墨淮桑给她倒了碗茶,看了眼日影:“墨府侍卫快到了,他们原本就在调查怀州调查恶钱一案,想来应当有些进展。”
“对了。”墨言抱臂倚墙,突然一拍大腿,“前夜墨甲跟踪那四人,最后在西南密林失了踪迹,若那四人正来自恶钱作坊,那岂不是可以缩小范围?”

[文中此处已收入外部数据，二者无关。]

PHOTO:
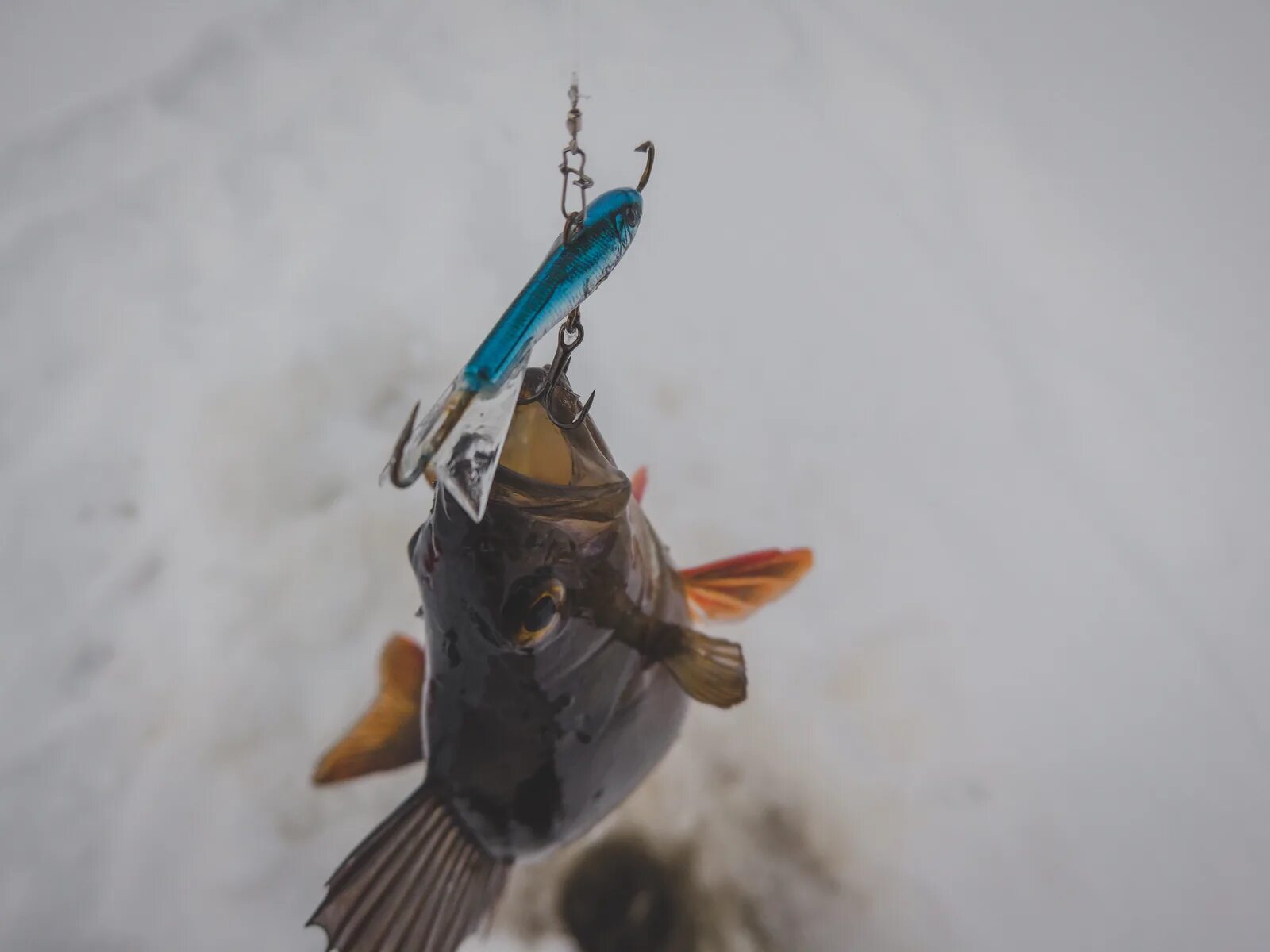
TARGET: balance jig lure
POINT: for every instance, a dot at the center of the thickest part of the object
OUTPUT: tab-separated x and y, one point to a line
459	441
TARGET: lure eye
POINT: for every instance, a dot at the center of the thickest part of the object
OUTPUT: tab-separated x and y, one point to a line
541	615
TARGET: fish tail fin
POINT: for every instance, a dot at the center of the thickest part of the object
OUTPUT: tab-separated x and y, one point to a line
711	670
734	588
417	884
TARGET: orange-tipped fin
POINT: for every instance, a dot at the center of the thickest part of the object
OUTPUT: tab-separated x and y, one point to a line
391	733
732	589
639	482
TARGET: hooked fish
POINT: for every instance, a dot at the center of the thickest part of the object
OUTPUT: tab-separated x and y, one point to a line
560	654
459	440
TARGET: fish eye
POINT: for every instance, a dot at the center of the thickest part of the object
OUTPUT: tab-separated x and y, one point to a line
540	615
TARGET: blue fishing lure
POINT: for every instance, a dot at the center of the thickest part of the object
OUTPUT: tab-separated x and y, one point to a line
460	440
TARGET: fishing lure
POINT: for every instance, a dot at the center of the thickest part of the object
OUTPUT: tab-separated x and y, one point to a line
459	441
560	654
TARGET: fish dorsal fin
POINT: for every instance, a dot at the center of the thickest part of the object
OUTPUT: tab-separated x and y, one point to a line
391	733
730	589
710	670
639	482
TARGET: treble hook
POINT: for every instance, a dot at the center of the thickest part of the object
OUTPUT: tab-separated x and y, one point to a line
647	148
559	366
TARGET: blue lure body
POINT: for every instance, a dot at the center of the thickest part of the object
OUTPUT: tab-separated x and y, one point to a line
459	442
563	281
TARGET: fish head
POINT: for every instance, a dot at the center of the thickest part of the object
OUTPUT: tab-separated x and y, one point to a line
533	577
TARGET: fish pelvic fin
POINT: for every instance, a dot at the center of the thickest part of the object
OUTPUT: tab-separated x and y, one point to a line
734	588
391	733
417	884
710	670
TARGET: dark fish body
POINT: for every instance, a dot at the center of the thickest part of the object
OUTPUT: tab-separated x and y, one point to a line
535	746
558	672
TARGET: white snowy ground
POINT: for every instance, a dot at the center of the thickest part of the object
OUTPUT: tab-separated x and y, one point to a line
969	296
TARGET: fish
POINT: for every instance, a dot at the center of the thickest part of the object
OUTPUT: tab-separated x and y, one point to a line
459	440
560	657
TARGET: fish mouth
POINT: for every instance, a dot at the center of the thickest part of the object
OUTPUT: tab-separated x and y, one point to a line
558	474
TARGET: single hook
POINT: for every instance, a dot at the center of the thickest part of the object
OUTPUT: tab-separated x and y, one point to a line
394	469
545	390
647	148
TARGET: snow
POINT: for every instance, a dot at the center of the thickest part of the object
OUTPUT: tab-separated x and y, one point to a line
968	298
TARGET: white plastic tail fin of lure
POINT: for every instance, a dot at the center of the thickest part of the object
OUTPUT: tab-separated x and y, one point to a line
464	459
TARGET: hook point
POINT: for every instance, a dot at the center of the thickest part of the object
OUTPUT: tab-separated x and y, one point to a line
647	149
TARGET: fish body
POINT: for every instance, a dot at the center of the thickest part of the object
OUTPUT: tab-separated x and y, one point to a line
558	668
459	441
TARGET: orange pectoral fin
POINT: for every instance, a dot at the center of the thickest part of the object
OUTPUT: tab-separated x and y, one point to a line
734	588
391	734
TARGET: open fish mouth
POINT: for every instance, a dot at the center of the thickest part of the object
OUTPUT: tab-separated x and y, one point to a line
558	474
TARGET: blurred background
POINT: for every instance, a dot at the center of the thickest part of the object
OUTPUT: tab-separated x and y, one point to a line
969	298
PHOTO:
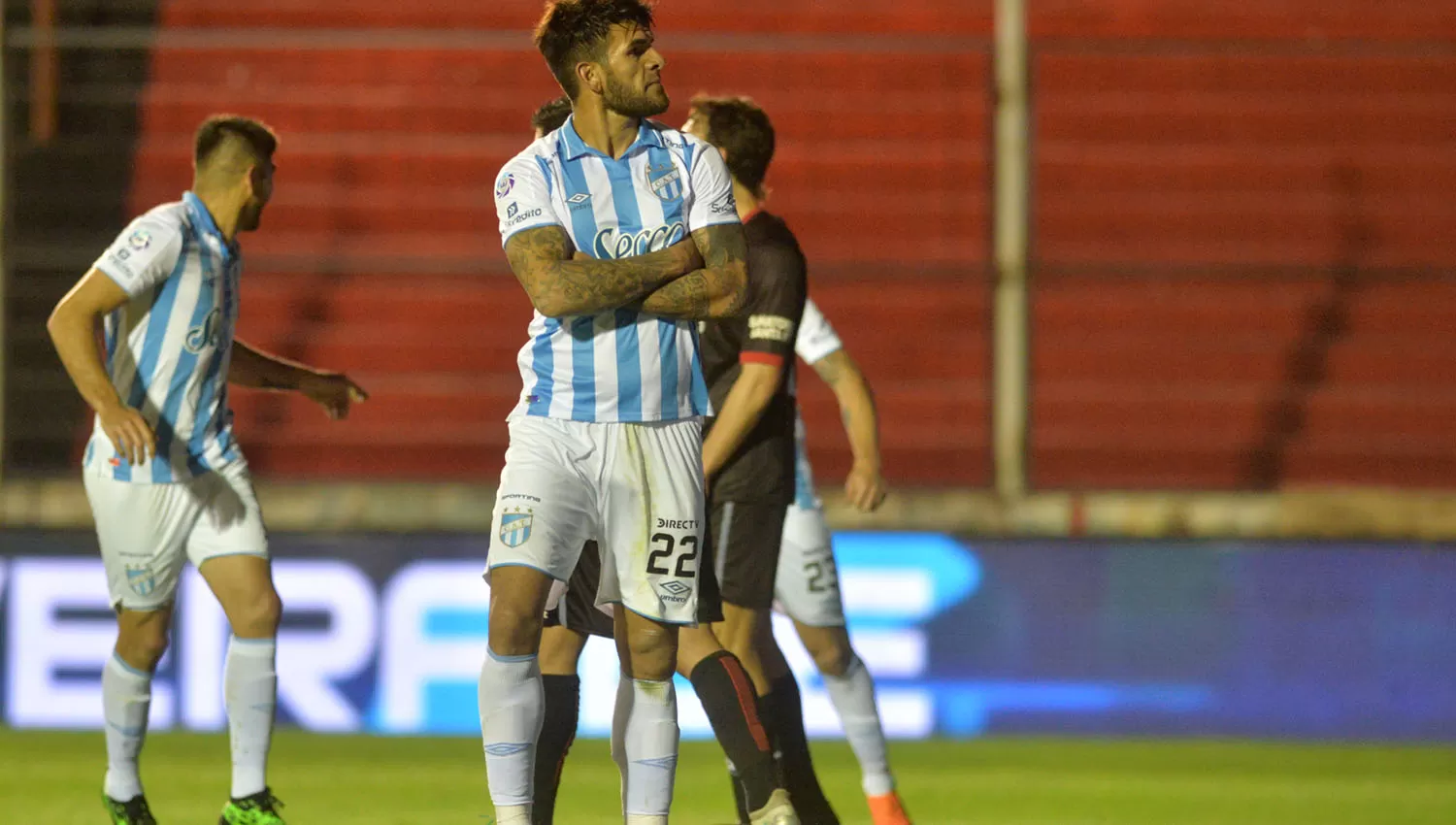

“只是有这个可能性罢了。”墨淮桑摇头,“若那四人来自其他势力,是敌是友尚不分明,我们不可轻举妄动,且先等等。”
东隅握茶杯的手指紧了紧,她轻抿了下唇,起身走到院中,扬首望向半空,轻声道:
“你们不愿现身,我不强求。扬飞雪、腾薄雾、护尸身、引古井、显水道,你们一路相助至此,眼下真相大白在即,而时间紧迫,你们可愿再送一程?”
空中似乎传来一道轻声叹息,尖叫蝉鸣霎时止息,寒沁沁的冷意弥漫小院。
“小娘子……”墨言惊呼。
东隅顺着墨言手指的方向,只见庖房外的蓄水缸上腾起一团水汽,出现的方式与在古井如出一辙。
她走过去,正要探头看向缸里,那团水汽忽地贴上缸外壁,“簌簌”凝成一条笔直的冰线,并继续向外流动蜿蜒。
爬上地面,攀过院墙,缓缓停在院后的密林边缘,颤颤巍巍,如同一条力竭的银蛇,最后静止不动。
东隅垂眸,说不出的酸涩翻涌而出,颤声道:“你们想告诉我,古井里的铅毒,来自于这片密林,是吗?”